Access to Medicine Index 2024 to Prioritise ‘Patient Reach’


New methodology for the 2024 Access to Medicine Index promises a stronger attempt to quantify whether drugs, vaccines, and diagnostics are actually making it all the way to patients in poorer countries around the world.


Industry stakeholders eagerly await the biennial publication of the Access to Medicine Index, a comprehensive analysis and ranking of how global biopharma’s biggest players are performing across a range of patient access indicators in low- and middle-income countries (LMICs). The 2022 Index showed the ways in which Big Pharma stepped up its efforts to address access to medicine issues following the COVID-19 pandemic, with all 20 of the companies within its scope reporting defined access strategies and 19 including access in their overall company strategies. GSK topped the 2022 ranking, followed by J&J and AstraZeneca.


If the vision of the globe’s top industry executives is truly for every patient to have access to a drug, no matter their location or socioeconomic status, then this methodology will be extremely important

Jay Iyer, CEO, Access to Medicine Foundation


However, in the hope of providing a more accurate and nuanced picture of persisting patient access gaps in LMICs, the organization behind the Index – Netherlands-headquartered non-profit, the Access to Medicine Foundation – has today released an update to its methodology for the 2024 Index. In conversation with PharmaBoardroom last week, the Foundation’s CEO Jay Iyer explained that while the 2022 Index showed that the industry has made progress in widening the scale and scope of their access to medicine efforts in LMICs, progress remains uneven, with many people still not receiving basic, essential healthcare.

To address this, Iyer highlighted the increased focus on monitoring ‘patient reach’ in the 2024 methodology, an indicator settled upon “after engaging with various stakeholders, from the World Health Organisation to patient organisations, NGOs, governments, and investors to arrive at a multi-stakeholder consensus.”


Standardising Patient Reach

Patient reach is a concept that has been in the industry ether for several years, but up to this point has not been sufficiently quantifiable. However, to perform well in the 2024 Index, companies will need to have a process in place for measuring patient reach that:

a) Is publicly available in terms of underlying methodology (equation/metrics/assumptions/limitations)

b) extends across the company’s portfolio, for diseases within the scope of the Index

c) covers all countries within the scope of the Index, where the company’s products are sold

d) regularly reports resulting patient reach numbers publicly, and

e) incorporates clear goals and objectives to measure and improve patient reach and associated health outcomes over time and can demonstrate such improvements.

We are trying to get companies to be more standardised on patient reach,” says Iyer. “Do they measure it?
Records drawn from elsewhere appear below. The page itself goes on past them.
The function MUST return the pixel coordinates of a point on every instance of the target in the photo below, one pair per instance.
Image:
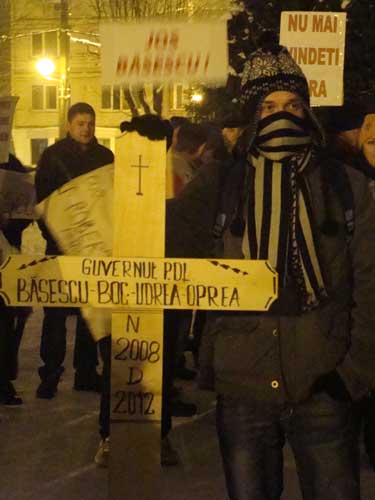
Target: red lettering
(158, 65)
(122, 65)
(135, 66)
(193, 67)
(168, 65)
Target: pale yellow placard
(316, 41)
(138, 283)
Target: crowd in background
(206, 176)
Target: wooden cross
(140, 166)
(136, 283)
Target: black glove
(333, 385)
(151, 126)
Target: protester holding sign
(71, 157)
(293, 372)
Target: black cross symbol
(140, 166)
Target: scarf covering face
(281, 135)
(279, 226)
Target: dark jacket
(279, 355)
(14, 227)
(190, 216)
(60, 163)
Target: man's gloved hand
(333, 385)
(151, 126)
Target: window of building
(44, 44)
(112, 97)
(44, 97)
(37, 148)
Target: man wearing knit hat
(293, 372)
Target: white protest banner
(17, 194)
(164, 51)
(80, 218)
(7, 107)
(316, 41)
(79, 215)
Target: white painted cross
(135, 283)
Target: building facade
(35, 32)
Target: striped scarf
(279, 226)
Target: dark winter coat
(62, 162)
(14, 227)
(279, 355)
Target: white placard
(7, 107)
(164, 52)
(316, 41)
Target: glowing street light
(45, 67)
(196, 98)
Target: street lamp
(196, 98)
(46, 67)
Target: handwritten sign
(7, 107)
(17, 194)
(316, 41)
(138, 283)
(164, 51)
(79, 215)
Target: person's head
(81, 123)
(367, 139)
(274, 89)
(191, 140)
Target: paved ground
(47, 447)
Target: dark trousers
(365, 414)
(321, 433)
(12, 323)
(53, 343)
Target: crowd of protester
(270, 182)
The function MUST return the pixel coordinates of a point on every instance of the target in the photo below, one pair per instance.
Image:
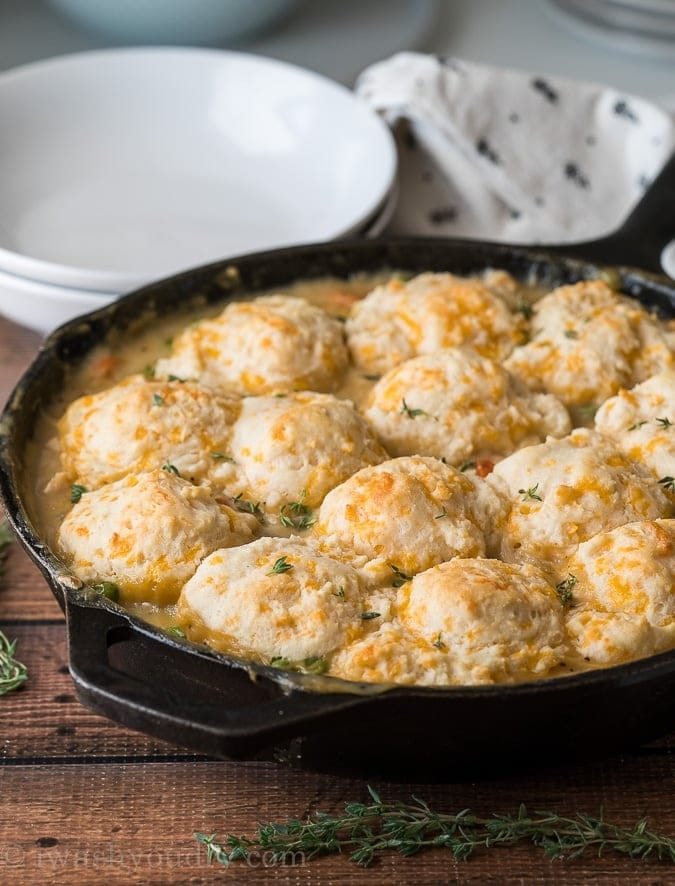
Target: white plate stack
(123, 166)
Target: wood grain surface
(85, 801)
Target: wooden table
(84, 801)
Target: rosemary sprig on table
(12, 672)
(366, 830)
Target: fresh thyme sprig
(565, 587)
(314, 665)
(400, 577)
(76, 492)
(6, 539)
(367, 830)
(248, 507)
(530, 494)
(296, 515)
(12, 672)
(280, 566)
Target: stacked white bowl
(123, 166)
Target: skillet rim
(58, 348)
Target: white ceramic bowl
(125, 165)
(184, 22)
(43, 306)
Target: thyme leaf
(565, 587)
(366, 831)
(220, 456)
(249, 507)
(313, 665)
(530, 494)
(411, 413)
(280, 566)
(76, 492)
(296, 515)
(107, 589)
(400, 577)
(6, 539)
(523, 308)
(12, 672)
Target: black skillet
(148, 680)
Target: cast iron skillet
(138, 675)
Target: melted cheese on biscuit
(588, 342)
(138, 425)
(273, 343)
(624, 592)
(148, 533)
(457, 405)
(399, 320)
(407, 514)
(642, 422)
(464, 622)
(564, 492)
(273, 598)
(296, 448)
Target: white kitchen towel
(505, 155)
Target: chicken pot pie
(383, 482)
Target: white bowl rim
(115, 282)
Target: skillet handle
(643, 236)
(183, 695)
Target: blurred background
(629, 44)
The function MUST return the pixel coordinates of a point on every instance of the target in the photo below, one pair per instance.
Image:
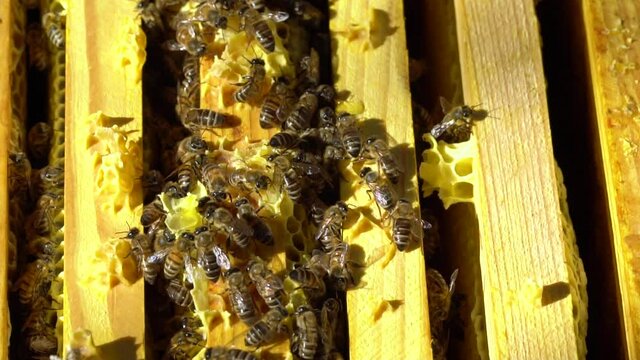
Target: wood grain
(613, 55)
(521, 241)
(98, 81)
(5, 129)
(370, 61)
Do they have a process in place? Is this based on data or assumptions? Does it span their entire portfolio or is it very specific to two or three diseases where they have patient support programmes in place?”


Embracing a New Methodology

Iyer feels that the 2024 Index Methodology “marks the first step in a long-term plan to help companies and other global health stakeholders identify gaps in access, address disparities, and promote accountability for improving health equity and access to medicine in LMICs.”

She continues with some advice for global pharma. “If the vision of the globe’s top industry executives is truly for every patient to have access to a drug, no matter their location or socioeconomic status, then this methodology will be extremely important. Companies need to embrace this methodology to understand whether their products are making it all the way to patients or not. Equity gaps will not be solved unless these organisations put their minds, hearts, staff, and infrastructure towards this important goal.”